Genetic compensation abilities of Aegilops speltoides chromosomes for homoeologous B-genome chromosomes of polyploid wheat in disomic S(B) chromosome substitution lines.

The S genome of Aegilops speltoides is closely related to the B and G genomes of polyploid wheats. However, little work has been reported on the genetic relationships between the S-genome and B-genome chromosomes of polyploid wheat. Here, we report the isolation of a set of disomic substitutions (DS) of S-genome chromosomes for the B-genome chromosomes and their effects on gametophytic and sporophytic development. Ae. speltoides chromosomes were identified by their distinct C-banding and fluorescence in situ hybridization patterns with the Ae. speltoides-derived clone pGc1R-1. Although no large structural differences between S-genome and B-genome chromosomes exist, significant differences in gametophytic compensation were observed for chromosomes 1S, 3S, 5S and 6S. Similarly, chromosomes 1S, 2S, 4S, 5S and 6S affected certain aspects of sporophytic development in relation to spike morphology, fertility and meiotic pairing.

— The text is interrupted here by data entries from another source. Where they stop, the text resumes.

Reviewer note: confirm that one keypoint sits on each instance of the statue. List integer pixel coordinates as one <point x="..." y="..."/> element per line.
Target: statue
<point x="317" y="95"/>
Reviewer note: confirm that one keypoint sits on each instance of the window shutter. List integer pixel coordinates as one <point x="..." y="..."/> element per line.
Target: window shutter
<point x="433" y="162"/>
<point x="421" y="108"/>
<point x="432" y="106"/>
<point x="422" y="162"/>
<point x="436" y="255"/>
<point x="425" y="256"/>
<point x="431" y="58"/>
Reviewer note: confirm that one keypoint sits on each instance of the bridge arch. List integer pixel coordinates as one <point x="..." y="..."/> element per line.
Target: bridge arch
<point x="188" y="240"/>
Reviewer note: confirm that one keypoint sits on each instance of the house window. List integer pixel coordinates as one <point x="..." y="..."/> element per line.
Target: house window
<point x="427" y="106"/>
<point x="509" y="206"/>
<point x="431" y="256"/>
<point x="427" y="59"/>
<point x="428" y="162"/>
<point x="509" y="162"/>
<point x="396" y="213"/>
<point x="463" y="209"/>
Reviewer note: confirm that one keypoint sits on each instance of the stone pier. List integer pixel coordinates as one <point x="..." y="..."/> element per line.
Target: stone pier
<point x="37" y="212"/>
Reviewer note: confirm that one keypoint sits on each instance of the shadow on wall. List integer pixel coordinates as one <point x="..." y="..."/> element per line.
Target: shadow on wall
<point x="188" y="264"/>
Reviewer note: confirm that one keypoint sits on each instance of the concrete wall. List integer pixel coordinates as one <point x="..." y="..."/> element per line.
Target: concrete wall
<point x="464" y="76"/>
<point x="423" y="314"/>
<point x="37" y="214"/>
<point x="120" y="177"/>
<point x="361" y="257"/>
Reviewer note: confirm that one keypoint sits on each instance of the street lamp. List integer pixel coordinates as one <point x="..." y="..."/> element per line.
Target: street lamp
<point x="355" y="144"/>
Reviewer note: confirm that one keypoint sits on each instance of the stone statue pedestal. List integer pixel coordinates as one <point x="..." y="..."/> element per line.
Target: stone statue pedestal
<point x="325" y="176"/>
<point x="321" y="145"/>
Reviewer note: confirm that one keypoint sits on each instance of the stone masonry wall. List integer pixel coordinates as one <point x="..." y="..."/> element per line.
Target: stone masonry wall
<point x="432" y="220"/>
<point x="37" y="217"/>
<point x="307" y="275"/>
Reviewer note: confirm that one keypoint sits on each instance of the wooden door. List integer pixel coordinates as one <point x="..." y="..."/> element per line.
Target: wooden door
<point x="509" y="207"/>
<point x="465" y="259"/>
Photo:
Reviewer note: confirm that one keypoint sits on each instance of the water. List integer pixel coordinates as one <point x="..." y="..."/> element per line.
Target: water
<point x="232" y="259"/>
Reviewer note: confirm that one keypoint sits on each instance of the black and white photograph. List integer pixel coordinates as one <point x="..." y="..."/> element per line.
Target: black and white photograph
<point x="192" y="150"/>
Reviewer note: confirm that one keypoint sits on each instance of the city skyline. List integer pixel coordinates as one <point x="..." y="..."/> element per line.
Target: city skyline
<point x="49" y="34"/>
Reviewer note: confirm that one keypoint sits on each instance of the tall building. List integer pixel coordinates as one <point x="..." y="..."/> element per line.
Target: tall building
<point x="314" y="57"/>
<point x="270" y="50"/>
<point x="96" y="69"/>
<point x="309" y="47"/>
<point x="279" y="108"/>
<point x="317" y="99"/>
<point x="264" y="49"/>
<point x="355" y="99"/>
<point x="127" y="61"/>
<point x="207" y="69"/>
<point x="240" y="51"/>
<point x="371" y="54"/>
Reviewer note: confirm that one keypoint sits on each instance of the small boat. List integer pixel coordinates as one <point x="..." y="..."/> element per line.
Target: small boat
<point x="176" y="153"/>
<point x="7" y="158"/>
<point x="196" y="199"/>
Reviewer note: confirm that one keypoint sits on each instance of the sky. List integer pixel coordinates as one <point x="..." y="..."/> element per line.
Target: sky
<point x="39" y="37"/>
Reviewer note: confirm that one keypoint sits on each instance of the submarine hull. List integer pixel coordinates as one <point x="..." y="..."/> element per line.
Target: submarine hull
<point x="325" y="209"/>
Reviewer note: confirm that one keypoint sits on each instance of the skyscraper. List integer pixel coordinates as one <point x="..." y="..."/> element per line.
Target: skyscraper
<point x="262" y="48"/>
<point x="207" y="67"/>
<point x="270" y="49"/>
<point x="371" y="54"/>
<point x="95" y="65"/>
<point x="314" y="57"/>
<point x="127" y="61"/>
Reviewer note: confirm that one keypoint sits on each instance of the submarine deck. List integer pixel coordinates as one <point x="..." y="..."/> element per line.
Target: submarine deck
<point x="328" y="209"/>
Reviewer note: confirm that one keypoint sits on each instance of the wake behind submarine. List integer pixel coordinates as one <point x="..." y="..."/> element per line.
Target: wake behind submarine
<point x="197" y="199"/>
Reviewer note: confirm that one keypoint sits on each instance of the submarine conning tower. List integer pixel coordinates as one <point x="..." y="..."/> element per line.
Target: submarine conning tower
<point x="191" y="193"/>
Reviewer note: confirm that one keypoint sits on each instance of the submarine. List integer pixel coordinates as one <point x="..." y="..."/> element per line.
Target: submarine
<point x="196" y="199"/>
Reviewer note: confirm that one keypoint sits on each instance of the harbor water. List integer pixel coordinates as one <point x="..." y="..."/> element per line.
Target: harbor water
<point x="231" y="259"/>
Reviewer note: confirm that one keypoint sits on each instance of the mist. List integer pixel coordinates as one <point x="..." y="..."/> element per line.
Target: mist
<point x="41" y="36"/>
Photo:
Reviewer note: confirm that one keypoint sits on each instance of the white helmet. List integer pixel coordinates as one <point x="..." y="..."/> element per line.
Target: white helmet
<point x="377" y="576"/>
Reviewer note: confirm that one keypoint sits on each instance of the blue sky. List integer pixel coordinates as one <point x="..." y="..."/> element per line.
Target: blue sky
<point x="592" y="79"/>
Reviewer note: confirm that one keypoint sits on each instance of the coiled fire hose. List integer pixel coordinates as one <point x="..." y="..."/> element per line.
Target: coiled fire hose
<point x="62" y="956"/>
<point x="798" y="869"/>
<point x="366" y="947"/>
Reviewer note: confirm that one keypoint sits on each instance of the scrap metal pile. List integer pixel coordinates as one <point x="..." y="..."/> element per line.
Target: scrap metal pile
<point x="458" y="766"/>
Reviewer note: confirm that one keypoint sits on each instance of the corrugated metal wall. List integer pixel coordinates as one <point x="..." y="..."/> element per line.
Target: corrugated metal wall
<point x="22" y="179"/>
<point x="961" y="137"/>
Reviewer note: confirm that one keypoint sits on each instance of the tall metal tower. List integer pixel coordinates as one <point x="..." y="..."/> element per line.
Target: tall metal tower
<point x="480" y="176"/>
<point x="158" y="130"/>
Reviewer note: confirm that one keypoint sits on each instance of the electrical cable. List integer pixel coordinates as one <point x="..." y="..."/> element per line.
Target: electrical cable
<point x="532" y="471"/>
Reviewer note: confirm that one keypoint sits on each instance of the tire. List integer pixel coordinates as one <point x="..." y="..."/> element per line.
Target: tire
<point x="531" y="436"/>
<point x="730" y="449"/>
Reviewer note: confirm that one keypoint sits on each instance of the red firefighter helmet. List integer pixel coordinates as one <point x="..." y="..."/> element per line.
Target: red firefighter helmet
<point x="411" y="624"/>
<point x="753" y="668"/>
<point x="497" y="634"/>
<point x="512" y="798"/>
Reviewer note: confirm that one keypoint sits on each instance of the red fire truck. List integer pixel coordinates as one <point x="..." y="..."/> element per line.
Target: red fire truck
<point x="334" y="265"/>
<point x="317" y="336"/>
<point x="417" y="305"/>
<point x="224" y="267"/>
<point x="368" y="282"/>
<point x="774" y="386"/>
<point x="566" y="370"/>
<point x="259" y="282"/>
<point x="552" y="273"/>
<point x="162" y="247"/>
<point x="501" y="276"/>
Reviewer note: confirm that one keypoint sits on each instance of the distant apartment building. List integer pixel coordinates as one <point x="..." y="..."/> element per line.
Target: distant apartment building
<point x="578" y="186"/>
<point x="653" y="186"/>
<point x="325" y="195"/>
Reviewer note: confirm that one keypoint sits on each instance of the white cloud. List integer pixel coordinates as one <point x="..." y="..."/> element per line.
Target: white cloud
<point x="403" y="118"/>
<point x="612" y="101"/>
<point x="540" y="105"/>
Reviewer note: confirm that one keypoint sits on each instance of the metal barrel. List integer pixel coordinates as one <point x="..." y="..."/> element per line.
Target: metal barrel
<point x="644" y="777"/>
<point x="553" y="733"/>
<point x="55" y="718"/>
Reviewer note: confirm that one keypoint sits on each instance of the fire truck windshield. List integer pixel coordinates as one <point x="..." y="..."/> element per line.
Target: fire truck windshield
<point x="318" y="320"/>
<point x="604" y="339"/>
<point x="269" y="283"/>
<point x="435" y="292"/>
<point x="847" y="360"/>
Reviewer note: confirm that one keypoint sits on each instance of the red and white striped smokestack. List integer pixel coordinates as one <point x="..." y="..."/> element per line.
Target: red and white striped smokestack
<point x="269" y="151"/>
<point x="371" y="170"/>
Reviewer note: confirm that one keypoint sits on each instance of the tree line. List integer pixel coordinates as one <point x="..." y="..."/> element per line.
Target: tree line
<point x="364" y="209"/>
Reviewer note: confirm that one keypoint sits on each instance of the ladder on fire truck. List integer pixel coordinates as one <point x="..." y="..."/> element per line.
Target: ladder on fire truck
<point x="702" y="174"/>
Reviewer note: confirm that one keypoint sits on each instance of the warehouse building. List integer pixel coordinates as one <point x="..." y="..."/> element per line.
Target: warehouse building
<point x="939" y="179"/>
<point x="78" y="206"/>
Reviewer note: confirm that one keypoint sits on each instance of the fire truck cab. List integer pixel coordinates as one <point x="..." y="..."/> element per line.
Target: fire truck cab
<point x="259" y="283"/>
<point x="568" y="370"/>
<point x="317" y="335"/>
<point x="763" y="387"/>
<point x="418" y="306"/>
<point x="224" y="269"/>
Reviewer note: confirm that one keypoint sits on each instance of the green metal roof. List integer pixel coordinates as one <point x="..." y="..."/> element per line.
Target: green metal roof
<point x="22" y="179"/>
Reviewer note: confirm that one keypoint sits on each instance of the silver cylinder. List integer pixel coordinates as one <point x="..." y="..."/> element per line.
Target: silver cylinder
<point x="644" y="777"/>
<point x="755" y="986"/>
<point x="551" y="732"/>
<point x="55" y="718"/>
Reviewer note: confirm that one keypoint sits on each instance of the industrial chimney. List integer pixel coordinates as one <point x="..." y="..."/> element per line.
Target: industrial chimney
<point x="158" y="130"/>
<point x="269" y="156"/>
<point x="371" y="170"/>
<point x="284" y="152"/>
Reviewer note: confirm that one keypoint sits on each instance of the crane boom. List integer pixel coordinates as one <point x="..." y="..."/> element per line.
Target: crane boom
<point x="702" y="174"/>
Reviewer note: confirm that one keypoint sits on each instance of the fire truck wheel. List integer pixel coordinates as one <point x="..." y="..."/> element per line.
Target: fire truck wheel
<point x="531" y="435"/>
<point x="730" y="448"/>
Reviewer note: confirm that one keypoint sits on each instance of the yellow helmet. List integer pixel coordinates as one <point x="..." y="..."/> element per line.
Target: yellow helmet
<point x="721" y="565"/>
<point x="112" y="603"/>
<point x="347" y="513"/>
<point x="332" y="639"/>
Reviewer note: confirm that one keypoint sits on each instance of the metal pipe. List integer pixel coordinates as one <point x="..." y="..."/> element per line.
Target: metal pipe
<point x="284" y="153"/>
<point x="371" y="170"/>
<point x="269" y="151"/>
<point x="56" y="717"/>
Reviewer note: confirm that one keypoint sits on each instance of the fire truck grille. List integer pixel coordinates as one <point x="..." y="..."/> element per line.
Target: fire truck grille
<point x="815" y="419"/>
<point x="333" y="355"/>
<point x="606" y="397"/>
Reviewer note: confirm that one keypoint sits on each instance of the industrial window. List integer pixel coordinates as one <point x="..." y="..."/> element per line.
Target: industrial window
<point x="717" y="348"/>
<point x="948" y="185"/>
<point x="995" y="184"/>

The DS5S(5B) had disturbed meiosis with univalents/multivalents and suffered chromosome elimination in the germ tissues leading to haploid spikes in 50% of the plants. The effect of the Ph1 gene on meiosis is well known, and these results provide evidence for the role of Ph1 in the maintenance of polyploid genome integrity. These and other data are discussed in relation to the structural and functional differentiation of S- and B-genome chromosomes and the practical utility of the stocks in wheat improvement.